In fairness, the list is not complete as far as I know. The smaller frys who were thrown just crumbs like P500 to P1,000 a month just so they won’t crow were left out in the citation –mercifully — either by the writer herself or probably by her insider sources.

* * * *
I knew many months back that there was such a list because my informants in the region showed me the names. For my effort at trying to dissuade them from partaking of the fruit of the poisoned tree however, I was pilloried and bad-mouthed by some of those in the list now published by Hataw. Some friends within their circle however, I heard, stood up for me and threw at my critics the test of credibility and they shut up. To these kindred souls who defended me, like my inaanak, Ilet Breguera of Aksyon Radyo, my big thanks.

Even the board of Patrima led by Butch Velasco (yes, the newly confirmed Provincial Information Officer of Governor ‘Spines”), the media association to which I committed my own sweat, time and resources in its birth five years back, took me to task – mildly – for coming out with the unpleasant issue in this space before even asking those named for their side.

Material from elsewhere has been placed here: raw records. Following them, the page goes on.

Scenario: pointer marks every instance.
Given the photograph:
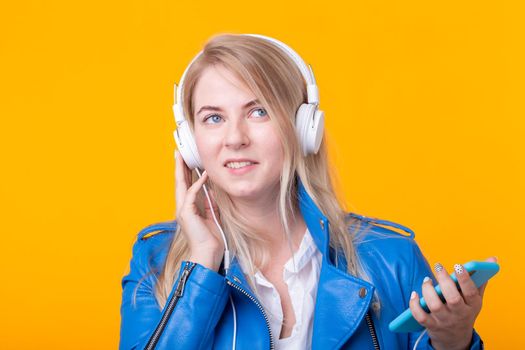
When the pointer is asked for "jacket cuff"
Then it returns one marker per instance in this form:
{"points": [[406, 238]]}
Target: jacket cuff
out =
{"points": [[475, 344], [205, 278]]}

But for what– to hear outright denials and feigned outrage by those tagged?

Now, I believe Patrima and the Ferrer-led Pangasinan PNP Press Corps have much to grieve over or at the very least, to explain.

Now I guess only the quotation here at the bottom of this page will assuage the feelings of those in the list who do not morally deserve to be so included in the horror roll.

* * * *
So naïve have been some of our local mediamen to think their jueteng patrons or hush money sources will be bound by a code of secrecy in the omerta tradition of the Sicilian Mafia. And that their neat, little dalliances with jueteng overlords won’t see the light of day.

I can only urge them, most of whom are my intimate friends and whom I know to be devoted fathers and mothers, to now cut and cut clean. Your smiling, accommodating, benevolent ever helpful jueteng bagmen are not the ‘friends” you make them out to be; they are your perdition.

Your best friends, as they say, could be your worst enemies because they can spill your guts inside out. Haven’t you heard of the Gretchen-Nadia feud? (Ooops… did I just betray my TV viewing pastime?)